Ketika mengadakan beberapa perbaikan di rumah kami, salah satu tukang kayu sering berkata kepada temannya, "Ingat, ukur dua kali, potong satu kali."
Suatu hari nasihat tersebut berguna saat saya harus memotong papan dengan tepat untuk diletakkan di dasar lemari. Ukurannya harus tepat sekali. Saya mengukur lebih dari dua kali sebelum mengambil gergaji dan memotong papan. Potongan papan itu ternyata pas sekali.
Ketika harus melakukan perbaikan kecil, kadang-kadang saya bisa melakukannya lebih baik daripada sebelumnya, tetapi saran untuk memikirkannya dengan hati-hati sebelum melakukan sesuatu selalu muncul di pikiran saya. Teman kami, tukang kayu itu, akan menambahkan, "Anda dapat memotong papan agar menjadi lebih pendek, tetapi tidak lebih panjang."
Pepatah "ukur dua kali" juga dapat diterapkan untuk berpikir dua kali sebelum berbicara. Betapa sering kita berharap dapat berpikir dua kali sebelum melontarkan ucapan menyakitkan yang sulit untuk ditarik kembali?
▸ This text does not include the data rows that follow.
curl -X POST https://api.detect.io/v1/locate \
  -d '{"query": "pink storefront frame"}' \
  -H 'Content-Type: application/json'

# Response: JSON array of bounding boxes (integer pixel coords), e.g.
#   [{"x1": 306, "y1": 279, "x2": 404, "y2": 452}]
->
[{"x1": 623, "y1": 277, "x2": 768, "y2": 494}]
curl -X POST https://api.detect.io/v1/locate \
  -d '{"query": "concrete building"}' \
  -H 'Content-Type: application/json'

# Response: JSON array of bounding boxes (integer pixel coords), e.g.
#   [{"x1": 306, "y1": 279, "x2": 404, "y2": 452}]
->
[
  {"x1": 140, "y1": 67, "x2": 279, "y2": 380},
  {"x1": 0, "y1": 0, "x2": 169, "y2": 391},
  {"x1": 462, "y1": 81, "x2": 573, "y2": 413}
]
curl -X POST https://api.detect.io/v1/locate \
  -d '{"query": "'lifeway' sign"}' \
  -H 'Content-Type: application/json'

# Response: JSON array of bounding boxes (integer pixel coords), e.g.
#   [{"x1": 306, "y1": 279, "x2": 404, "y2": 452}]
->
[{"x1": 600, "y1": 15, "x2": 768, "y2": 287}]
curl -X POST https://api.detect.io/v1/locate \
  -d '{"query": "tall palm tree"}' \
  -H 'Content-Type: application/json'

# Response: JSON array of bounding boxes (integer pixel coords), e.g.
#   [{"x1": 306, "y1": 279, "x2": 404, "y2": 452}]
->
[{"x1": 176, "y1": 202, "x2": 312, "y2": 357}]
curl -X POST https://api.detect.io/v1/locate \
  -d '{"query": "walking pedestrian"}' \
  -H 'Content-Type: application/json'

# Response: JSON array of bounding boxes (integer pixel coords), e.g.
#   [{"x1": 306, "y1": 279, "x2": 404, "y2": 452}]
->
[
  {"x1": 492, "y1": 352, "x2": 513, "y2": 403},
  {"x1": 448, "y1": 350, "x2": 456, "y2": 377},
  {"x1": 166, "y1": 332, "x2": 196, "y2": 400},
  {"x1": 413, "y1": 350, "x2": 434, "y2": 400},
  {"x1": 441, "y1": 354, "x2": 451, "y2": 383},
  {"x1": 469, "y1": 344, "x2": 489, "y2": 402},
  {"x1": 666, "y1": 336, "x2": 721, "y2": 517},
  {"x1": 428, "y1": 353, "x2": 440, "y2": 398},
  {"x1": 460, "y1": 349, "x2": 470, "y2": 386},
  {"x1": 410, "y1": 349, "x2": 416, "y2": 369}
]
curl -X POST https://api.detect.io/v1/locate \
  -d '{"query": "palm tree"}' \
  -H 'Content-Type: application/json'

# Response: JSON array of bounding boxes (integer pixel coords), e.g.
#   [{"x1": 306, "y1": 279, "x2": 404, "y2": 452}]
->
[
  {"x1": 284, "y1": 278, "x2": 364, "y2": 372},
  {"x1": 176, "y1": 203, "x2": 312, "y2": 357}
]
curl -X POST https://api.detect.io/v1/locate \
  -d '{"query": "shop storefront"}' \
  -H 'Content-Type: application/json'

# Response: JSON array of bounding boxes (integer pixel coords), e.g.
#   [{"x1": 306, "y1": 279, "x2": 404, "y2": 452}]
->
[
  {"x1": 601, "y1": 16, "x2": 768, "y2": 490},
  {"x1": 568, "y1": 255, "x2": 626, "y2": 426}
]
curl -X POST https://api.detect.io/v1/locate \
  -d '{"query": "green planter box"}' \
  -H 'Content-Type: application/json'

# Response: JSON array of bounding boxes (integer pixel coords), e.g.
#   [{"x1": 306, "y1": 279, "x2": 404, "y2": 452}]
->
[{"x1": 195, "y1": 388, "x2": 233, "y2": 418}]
Bukankah kita lega ketika berhasil menahan kritik atau pendapat tentang seseorang, dan kemudian menyadari bahwa kita salah atau bahwa tuduhan kita itu tidak benar? Bukankah kita semua pernah menyesal mengatakan sesuatu yang menyakitkan, dan berharap telah bersikap lebih arif sebelum berbicara atau menyebarkan desas-desus yang tidak berdasar? Sungguh jauh lebih membantu jika setiap orang yang terlibat menunggu untuk dapat mengucapkan kata-kata ramah yang tidak perlu ditarik kembali.
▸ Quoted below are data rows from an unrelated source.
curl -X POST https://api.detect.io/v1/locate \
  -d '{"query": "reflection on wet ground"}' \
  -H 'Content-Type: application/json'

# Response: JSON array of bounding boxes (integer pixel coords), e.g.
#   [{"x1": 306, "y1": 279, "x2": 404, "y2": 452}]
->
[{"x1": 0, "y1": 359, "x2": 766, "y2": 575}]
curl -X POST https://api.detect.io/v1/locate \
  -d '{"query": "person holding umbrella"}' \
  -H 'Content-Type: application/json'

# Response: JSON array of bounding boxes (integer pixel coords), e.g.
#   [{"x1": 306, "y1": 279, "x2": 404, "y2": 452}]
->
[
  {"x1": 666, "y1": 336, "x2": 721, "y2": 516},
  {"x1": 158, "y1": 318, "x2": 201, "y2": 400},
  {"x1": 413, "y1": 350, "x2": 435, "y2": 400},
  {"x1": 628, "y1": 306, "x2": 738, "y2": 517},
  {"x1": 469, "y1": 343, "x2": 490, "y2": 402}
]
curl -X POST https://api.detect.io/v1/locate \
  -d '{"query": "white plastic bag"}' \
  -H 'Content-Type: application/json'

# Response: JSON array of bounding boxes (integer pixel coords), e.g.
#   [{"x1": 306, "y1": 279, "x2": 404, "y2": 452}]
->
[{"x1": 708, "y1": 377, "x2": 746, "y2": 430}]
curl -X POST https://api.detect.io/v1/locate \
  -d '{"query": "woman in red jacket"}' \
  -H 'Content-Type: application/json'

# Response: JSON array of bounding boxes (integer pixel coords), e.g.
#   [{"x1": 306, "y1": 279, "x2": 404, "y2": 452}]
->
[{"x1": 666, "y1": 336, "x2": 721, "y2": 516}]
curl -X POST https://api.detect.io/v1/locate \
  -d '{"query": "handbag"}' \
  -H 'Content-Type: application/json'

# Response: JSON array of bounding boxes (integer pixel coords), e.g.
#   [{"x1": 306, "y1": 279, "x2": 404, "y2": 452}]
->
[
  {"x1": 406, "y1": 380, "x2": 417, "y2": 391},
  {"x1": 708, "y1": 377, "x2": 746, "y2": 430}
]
Bagaimana kita dapat melakukan hal ini dengan lebih baik? Melalui doa yang bijaksana dan penuh kasih, yang mengakui bahwa kita masing-masing sesungguhnya adalah anak Allah yang sempurna, bukan manusia fana yang tidak sempurna. Kita dapat mengakui identitas seseorang dengan benar sejak awal. Melalui doa, kita dapat menyadari sampai taraf tertentu, bahwa Allah-lah yang menciptakan manusia, pria dan wanita. Ciptaan Allah bukanlah manusia fana yang bercela, melainkan bersifat rohaniah, dan mewakili kehendak ilahi. Ciptaan yang sejati ini tidak berdosa atau jahat, melainkan adalah pernyataan kesucian dan kebenaran; tidak bodoh, tetapi mulia dan jujur. Kondisi sempurna anak-anak Allah ini adalah kesejatian setiap orang, tak peduli bagaimana kita melihat diri kita atau orang lain secara insani.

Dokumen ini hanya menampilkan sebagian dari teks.